Nickel juniors shine in buoyant market

While the fourteenth week of 2007 was shortened to four trading days owing to the Good Friday holiday, there was plenty of sizzling stock action for investors in the mining sector.

Nickel was the week’s star performer, riding to a new record spot price of US$23.76 per lb. — a figure described as “lunatic” by one analyst — and powering a trading surge in nickel miners and explorers.

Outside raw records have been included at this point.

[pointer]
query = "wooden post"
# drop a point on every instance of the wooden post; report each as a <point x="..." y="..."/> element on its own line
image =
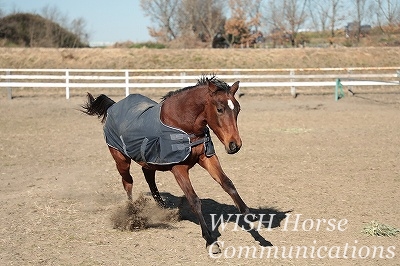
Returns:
<point x="67" y="84"/>
<point x="9" y="89"/>
<point x="292" y="88"/>
<point x="127" y="83"/>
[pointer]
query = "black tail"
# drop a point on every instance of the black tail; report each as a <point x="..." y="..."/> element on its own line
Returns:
<point x="97" y="106"/>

* Vancouver-based junior GGL Diamonds proved to be a single-day ten-bagger — at least for a few moments — as it released news on April 4 that it had come across nickel showings late last year in the Northwest Territories’ Winter Lake area in the midst of its gem hunt. The news of a diamond explorer stumbling across a nickel find naturally sparked comparisons to Diamond Fields’ Voisey’s Bay discovery in the mid-1990s.

We spent time with GGL before the Easter break and see that, while it is still early days, GGL has tied up the better part of a favourable trend for nickel mineralization.

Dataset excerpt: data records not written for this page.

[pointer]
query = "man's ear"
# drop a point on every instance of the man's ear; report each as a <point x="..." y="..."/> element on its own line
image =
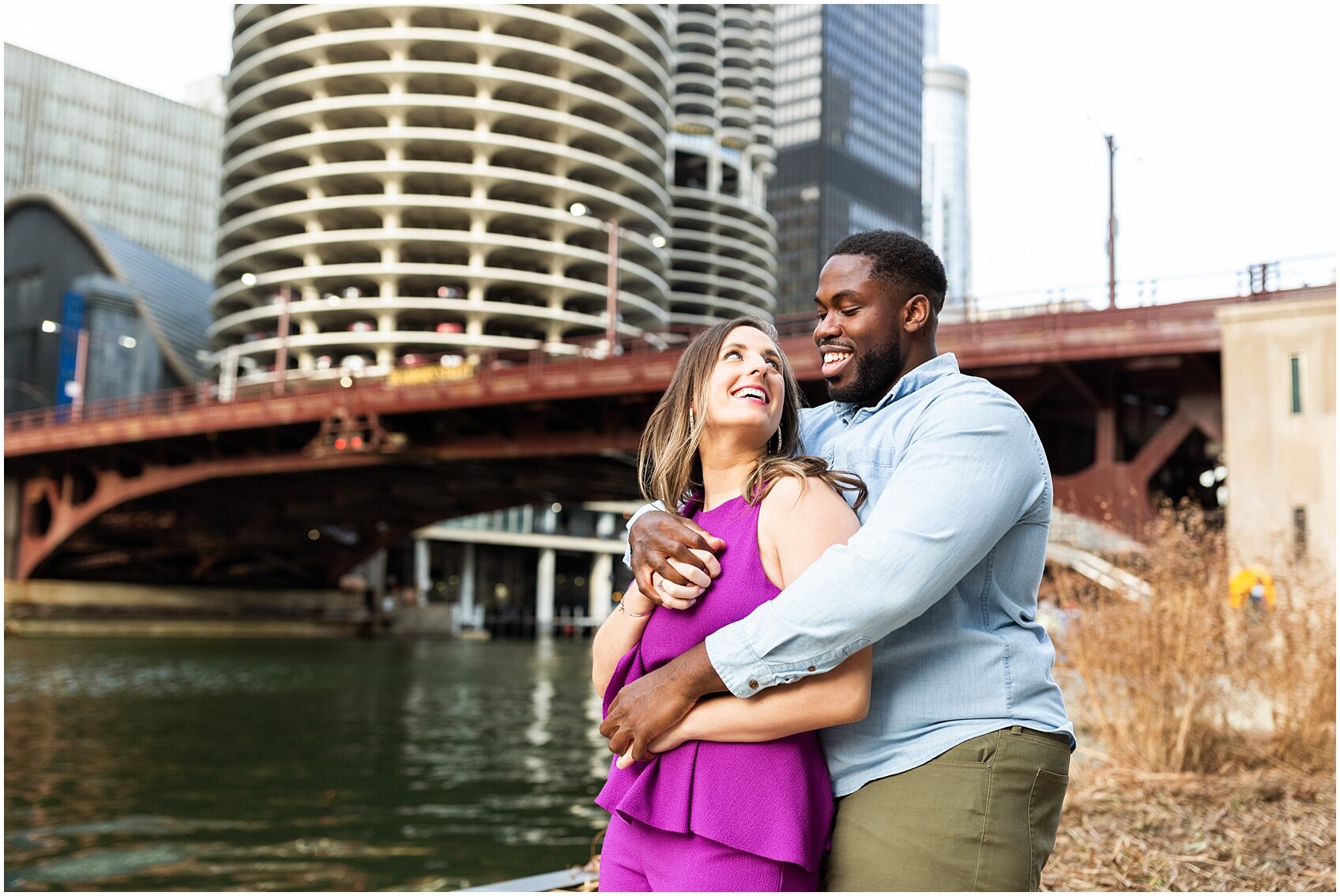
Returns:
<point x="916" y="314"/>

* Being long nickel juniors was a great strategy in week 14: Brilliant Mining gained 40% to touch a new high of $2.63 per share on strong results from its Lanfranchi project in Western Australia; shares of Hard Creek Nickel soared to new highs of $3.26 on optimism at its large Turnagain project in northern B.C.; Dumont Nickel rocketed as much as 200% on strong volume, but had no reason to offer when queried by the Venture Exchange; Mustang Minerals put in a very strong performance upon launching a feasibility study at its Maskwa nickel project in southeastern Manitoba; and newly listed Mirabela Nickel took off out of the gates, gaining about 30% in its first week after tabling long nickel intercepts from its Brazilian projects.

* Dollar-wise, the biggest nickel event of the week was Lundin Mining’s inspired, friendly $993-million takeover bid for Rio Narcea Gold Mines. It’s a three-way arrangement that would see Lundin take Rio Narcea’s new Aguablanca nickel-copper mine in southern Spain but unload Rio’s gold assets onto Red Back Mining for US$225 million in cash and the assumption of $42.5 million in debt.

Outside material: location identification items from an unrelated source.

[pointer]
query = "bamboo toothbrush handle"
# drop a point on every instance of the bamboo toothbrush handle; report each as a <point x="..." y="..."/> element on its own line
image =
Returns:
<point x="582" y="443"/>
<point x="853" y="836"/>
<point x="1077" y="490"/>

Rio Narcea’s always been a bit of an oddball, unfocused company that spent its early days touting its eligibility for government subsidies as a major selling point — never a good sign. This deal will put the Aguablanca assets into stronger hands, and operations there should benefit by being so close to Lundin’s existing base metal operations in Portugal, which include the Neves-Corvo copper and Aljustrel zinc-lead mines.

* Going in the other direction this week was Shore Gold, which plummeted 17% in the last half hour of trading on April 3 as it announced terrible results from the Orion North kimberlite in Saskatchewan. Shares dropped $1.29 to $6.37, wiping about $227 million of Shore Gold’s market capitalization, which now stands at just over $1.1 billion. The share price has been slowly recovering ever since.

The results were so discouraging it’s remarkable the shares have held up so well: The sample run recovered 100.03 carats of diamonds from 3,404 dry tonnes of kimberlite extracted from an initial nine holes of a 20-hole large-diameter (1.2 metre) drill program. The average grade comes in at a measly 2.94 carats per hundred tonnes.

The Orion North kimberlite is part of the Forte la Corne joint venture (FalC JV) owned 60% by Shore Gold and 40% by Newmont Mining.

* Don’t feel left out gold bugs: GFMS came out on Wednesday with its definitive Gold Survey 2007, which shows strong price support for gold, including the fact that gold mine production fell 3% in 2006 to a 10-year low, despite the furious drive to bring on new production in light of higher gold prices.

While cash costs rose US$45 per oz. globally in 2006, up roughly double from each of the previous two years, gold miners’ simple cash margins swelled 66% year-over-year thanks to much higher spot prices.